Certain studies require sensitive data sets: the relationship between nutritious school lunch and student health, the effectiveness of salary equity initiatives, and so on. Valuable insights require navigating a minefield of private, personal information. Now, after years of work, cryptographers and data scientists at Google have come up with a technique to enable this "multiparty computation" without exposing information to anyone who didn't already have it.
Today Google will release an open source cryptographic tool known as Private Join and Compute. It facilitates the process of joining numeric columns from different data sets to calculate a sum, count, or average on data that is encrypted and unreadable during its entire mathematical journey. Only the results of the computation can be decrypted and viewed by all parties—meaning that you only get the results, not the data you didn't already own. The cryptographic principles underlying the tool date back to the 1970s and '90s, but Google has repurposed and updated them to work with today's more powerful and flexible processors.
"The net result is that we can perform this computation without exposing any individual data and only getting the aggregate result," says Amanda Walker, director of privacy tools and infrastructure engineering at Google. "The naïve way to do this would be to take two sensitive data sets, dump them into a single database, and do the join and the sum, but then you’ve got everything together and at risk of a data breach."
Lily Hay Newman covers information security, digital privacy, and hacking for WIRED.
Take the school lunch example. The school has information on all of its students and what food it has served when. But it would need data from health care providers over time to track whether menu changes are potentially having a positive impact on students' health. Private Join and Compute would allow these parties, which all hold very sensitive data, to essentially compare notes without divulging sensitive information to each other.
Private Join and Compute uses a 1970s methodology known as "commutative encryption" to allow data in the data sets to be encrypted with multiple keys, without it mattering which order the keys are used in. This is helpful for multiparty computation, where you need to apply and later peel away multiple layers of encryption without affecting the computations performed on the encrypted data. Crucially, Private Join and Compute also uses methods first developed in the ’90s that enable a system to combine two encrypted data sets, determine what they have in common, and then perform mathematical computations directly on this encrypted, unreadable data through a technique called homomorphic encryption.
"We said 'OK, the early systems were very limited and only did a few operations," Walker says. "Are those operations we can use? And the answer turned out to be yes."
Google has already been distributing a technical paper that describes Private Join and Compute to academic and industry cryptographers. And since the company is open sourcing the tool, additional opportunities will come to vet the method's security and privacy. Tal Malkin, a cryptographer at Columbia University who had an early look at the paper, says that the new tool represents an important step—particularly because it comes from Google and will be open source. This may spur its adoption among businesses that are flush with user data and looking to manage it more privately.
"Secure computation has been a thriving area of research in cryptography since the 1980s, but until recently was considered to be too theoretical for practice," Malkin says. "I think this project is an exciting step toward opening this important privacy technology for general use."
The WIRED Guide to Personal Data
Google emphasizes the technique's potential public policy and social advocacy uses, and Joseph Lorenzo Hall, chief technologist for the Center for Democracy and Technology, says these potential applications are very exciting.

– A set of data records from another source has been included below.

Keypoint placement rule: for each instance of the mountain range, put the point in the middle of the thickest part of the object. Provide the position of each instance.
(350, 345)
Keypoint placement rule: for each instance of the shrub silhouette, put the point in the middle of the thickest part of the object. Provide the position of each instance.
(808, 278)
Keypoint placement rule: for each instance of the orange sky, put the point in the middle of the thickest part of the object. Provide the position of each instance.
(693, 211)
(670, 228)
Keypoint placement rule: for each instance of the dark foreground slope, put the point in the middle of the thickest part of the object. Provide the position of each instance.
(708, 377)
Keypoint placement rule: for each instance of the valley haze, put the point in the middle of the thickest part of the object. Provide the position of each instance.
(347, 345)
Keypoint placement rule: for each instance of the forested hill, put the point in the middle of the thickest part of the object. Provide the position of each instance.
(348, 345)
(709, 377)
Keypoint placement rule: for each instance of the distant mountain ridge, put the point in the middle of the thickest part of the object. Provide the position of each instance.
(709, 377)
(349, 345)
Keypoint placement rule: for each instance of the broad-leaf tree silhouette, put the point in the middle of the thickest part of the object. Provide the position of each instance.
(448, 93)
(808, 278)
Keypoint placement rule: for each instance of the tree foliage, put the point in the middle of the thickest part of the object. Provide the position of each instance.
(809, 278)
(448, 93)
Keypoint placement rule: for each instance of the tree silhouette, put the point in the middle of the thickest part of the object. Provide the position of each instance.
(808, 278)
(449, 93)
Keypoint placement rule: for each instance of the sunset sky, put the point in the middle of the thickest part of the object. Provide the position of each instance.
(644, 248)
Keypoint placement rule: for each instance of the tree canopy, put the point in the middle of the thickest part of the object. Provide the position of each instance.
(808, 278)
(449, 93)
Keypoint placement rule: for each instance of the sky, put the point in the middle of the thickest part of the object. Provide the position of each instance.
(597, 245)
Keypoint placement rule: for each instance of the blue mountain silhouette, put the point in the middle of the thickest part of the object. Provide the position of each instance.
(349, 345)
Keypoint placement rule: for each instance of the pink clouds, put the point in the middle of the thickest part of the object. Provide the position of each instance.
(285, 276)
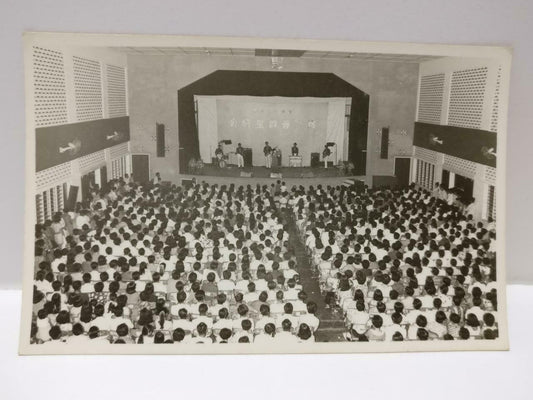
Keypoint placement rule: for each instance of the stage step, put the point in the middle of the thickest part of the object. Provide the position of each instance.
(352, 182)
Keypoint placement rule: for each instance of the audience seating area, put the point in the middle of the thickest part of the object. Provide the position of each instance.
(212, 264)
(402, 264)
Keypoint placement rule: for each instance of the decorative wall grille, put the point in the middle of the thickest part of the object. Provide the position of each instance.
(88, 89)
(496, 103)
(116, 91)
(49, 87)
(425, 174)
(466, 97)
(430, 99)
(490, 175)
(51, 176)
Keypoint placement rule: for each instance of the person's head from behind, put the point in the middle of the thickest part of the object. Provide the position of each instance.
(377, 321)
(55, 332)
(304, 331)
(270, 329)
(286, 325)
(122, 330)
(178, 335)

But like Malkin, Hall also notes that businesses—including Google itself—will likely lean on Private Join and Compute in an attempt to study user data without overstepping privacy bounds. For example, Google's Walker says that the company has already launched a beta test in the US that uses the tool for advertising measurements.
"This is sort of the holy grail of a lot of things," CDT's Hall says. "Google is using math to allow two parties who don’t trust each other, but who want some kind of aggregate statistic that's only available by combining their data, to do that without anyone having any information about the underlying individuals involved."

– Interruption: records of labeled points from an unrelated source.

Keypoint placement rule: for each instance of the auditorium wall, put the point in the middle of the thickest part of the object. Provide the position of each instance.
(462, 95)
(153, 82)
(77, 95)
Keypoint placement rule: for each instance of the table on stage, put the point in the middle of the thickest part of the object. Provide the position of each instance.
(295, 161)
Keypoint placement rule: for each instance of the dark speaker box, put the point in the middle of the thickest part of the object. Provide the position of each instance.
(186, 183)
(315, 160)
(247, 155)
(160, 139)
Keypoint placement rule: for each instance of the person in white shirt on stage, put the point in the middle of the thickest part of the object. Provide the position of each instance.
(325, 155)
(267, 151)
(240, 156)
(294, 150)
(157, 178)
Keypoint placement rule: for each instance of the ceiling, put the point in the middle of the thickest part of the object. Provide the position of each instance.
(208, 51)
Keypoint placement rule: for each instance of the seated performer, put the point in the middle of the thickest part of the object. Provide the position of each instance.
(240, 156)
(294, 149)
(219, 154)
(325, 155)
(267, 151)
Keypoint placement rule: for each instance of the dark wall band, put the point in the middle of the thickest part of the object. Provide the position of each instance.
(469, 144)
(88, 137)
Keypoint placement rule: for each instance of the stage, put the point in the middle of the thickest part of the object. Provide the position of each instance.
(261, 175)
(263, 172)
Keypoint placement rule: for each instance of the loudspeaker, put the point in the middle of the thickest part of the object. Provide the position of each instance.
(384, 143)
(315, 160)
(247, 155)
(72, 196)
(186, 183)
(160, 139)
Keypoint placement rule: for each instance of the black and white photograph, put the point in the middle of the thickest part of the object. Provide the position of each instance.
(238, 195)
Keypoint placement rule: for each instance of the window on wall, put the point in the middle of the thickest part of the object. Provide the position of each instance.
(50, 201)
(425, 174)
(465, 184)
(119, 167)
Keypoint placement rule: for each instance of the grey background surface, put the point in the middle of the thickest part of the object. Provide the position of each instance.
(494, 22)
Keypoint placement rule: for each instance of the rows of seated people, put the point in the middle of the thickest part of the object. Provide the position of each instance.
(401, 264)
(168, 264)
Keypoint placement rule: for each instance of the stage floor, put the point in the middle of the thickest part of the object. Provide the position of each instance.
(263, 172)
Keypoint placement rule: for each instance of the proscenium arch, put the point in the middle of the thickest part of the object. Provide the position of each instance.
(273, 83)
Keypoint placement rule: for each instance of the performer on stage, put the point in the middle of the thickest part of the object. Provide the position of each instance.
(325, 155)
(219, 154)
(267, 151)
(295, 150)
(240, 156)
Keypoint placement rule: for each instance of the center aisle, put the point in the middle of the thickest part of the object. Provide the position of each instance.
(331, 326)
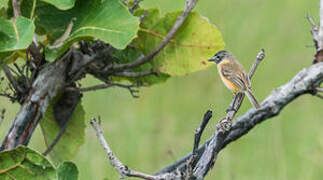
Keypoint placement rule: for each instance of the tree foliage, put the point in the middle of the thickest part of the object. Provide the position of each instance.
(57, 26)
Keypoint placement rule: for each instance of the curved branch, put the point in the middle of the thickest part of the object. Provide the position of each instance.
(301, 84)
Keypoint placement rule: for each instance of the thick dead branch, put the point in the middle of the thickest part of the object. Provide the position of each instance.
(209, 156)
(302, 83)
(190, 4)
(49, 82)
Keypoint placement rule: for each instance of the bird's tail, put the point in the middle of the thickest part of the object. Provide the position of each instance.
(252, 99)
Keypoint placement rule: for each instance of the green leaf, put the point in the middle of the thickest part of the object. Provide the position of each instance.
(195, 42)
(24, 163)
(73, 137)
(61, 4)
(106, 20)
(67, 171)
(4, 4)
(16, 34)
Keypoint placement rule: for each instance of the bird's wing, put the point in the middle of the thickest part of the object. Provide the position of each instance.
(235, 77)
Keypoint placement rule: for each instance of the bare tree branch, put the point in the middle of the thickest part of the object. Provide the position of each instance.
(190, 4)
(16, 7)
(134, 74)
(123, 170)
(49, 82)
(301, 84)
(12, 80)
(134, 6)
(3, 111)
(209, 156)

Though Private Join and Compute makes private calculations possible that were never practical before, it's still computationally intensive, and might not be feasible for use in all situations. And CDT's Hall also points out that it's always possible for the tool to be used to find the answers to questions that society shouldn't know, or that are invasive in some way. "As the cryptographer Phil Rogaway puts it, privacy-preserving surveillance is still surveillance," he says.
But the cryptographic advances will also potentially enable a lot of public good. "There was literally nothing you could do to privately answer these questions before," Hall adds. "It's amazing, there are so many ways we could use this."